The stamps were printed in Durban or Pietermaritzburg.
Only two sheets of twelve stamps (since broken up) and a few loose Mount Currie Express stamps are thought to be in existence.
The manager of Ballance and Goodliffe, W Wesley Darby. sold the stamps at his Mount Currie store for a few months in early 1874.
Documented pieces of the Mount Currie Express jigsaw:
On page 1 of Dower's book "The Early Annals of Kokstad", he says:
Our position was very isolated indeed. The nearest post office was Umzimkulu Drift, 50 miles away, from whence we received letters and papers once a month, if we chose to send them. Regular post there was none. Adam Kok did not believe in sending for letters; he thought he was better without them. His theory was "if letters bring good news they can wait, and if the news happens to be bad, well better they don't come at all. Why then send for letters?"
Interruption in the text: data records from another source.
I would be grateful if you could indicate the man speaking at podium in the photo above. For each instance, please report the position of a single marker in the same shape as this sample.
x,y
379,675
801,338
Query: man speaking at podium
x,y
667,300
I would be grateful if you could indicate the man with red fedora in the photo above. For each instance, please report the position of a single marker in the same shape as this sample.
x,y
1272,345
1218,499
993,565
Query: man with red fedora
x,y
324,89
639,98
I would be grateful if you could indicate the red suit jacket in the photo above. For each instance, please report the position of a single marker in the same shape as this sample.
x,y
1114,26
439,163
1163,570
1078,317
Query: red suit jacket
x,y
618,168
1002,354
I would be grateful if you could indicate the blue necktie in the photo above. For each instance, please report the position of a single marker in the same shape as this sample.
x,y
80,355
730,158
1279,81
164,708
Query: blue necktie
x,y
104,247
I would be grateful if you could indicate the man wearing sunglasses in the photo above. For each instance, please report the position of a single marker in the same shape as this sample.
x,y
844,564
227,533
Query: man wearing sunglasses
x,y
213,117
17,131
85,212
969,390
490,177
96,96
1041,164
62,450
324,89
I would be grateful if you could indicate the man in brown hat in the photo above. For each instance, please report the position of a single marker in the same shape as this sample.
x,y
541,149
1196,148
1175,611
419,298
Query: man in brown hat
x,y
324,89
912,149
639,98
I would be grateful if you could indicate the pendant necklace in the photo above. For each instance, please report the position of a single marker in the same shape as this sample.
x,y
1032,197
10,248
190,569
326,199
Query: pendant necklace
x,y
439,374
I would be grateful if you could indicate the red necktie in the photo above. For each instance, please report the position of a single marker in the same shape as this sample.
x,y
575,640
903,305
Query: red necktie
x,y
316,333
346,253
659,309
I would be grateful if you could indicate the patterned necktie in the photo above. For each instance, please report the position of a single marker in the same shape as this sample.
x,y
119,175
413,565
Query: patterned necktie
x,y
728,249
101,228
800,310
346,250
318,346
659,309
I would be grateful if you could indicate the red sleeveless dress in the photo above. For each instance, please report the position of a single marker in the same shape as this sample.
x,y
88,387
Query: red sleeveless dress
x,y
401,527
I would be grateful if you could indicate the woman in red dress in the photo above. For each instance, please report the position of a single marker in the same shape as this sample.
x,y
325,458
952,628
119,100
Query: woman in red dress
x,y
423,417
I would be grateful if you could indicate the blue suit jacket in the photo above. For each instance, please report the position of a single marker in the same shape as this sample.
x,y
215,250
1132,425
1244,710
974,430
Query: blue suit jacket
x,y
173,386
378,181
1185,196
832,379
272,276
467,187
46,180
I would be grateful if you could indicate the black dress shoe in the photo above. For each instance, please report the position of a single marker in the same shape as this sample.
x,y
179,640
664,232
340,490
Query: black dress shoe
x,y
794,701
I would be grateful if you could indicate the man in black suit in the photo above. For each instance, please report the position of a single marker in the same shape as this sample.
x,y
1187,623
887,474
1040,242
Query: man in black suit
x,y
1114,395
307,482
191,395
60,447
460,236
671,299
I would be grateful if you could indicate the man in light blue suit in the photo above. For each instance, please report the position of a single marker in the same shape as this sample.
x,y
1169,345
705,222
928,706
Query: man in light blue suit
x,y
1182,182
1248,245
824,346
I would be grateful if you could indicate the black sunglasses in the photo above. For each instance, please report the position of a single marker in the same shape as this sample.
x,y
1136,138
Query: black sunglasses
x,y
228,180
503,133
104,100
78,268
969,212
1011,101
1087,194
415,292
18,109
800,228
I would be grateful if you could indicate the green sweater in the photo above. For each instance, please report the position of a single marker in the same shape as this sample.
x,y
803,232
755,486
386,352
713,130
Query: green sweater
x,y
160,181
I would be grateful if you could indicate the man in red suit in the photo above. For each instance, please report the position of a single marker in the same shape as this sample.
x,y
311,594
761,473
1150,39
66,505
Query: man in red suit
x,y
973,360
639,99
Page 10 of the paper by Mullins on the Mount Currie Express stamps refers to a letter dated 8th August 1889 from Emil Tamsen of Waterberg in the Transvaal.
Dear sir
I am in receipt of your circular re stamps. I have a small quantity of what I may safely call the most rare stamps in existence, as there are only two other persons in the world who have similar. The stamp is called the Mount Currie Express", and is a small stamp about half an inch square, printed in green, under the authority f Captain Adam Kok, the Griqua Chief, during the Griqua occupation of this country. I cam across these stamps among some papers of a very old resident, who has since deceased, and in whose Estate I was appointed Trustee. You will thus see that the stamps have to be sold for the benefit of the Estate, and as you quote no price for the stamps, they being, I expect unknown to you, I shall be glad if you will let me know what you will be prepared to give me at per stamp.
I am etc
In response the recipient writes that the manager of the Ballance and Goodliffe store at Mount Currie, W Wesley Darby, found that the native employed to get his store's mail was continually availed upon by locals to get their mail and that, in response, he got verbal permission from the Griqua Government to have these stamps struck and sold to the public nd that the stamp was recognised by the Griqua Government as being valued at one penny and were used between 1874 to 1877.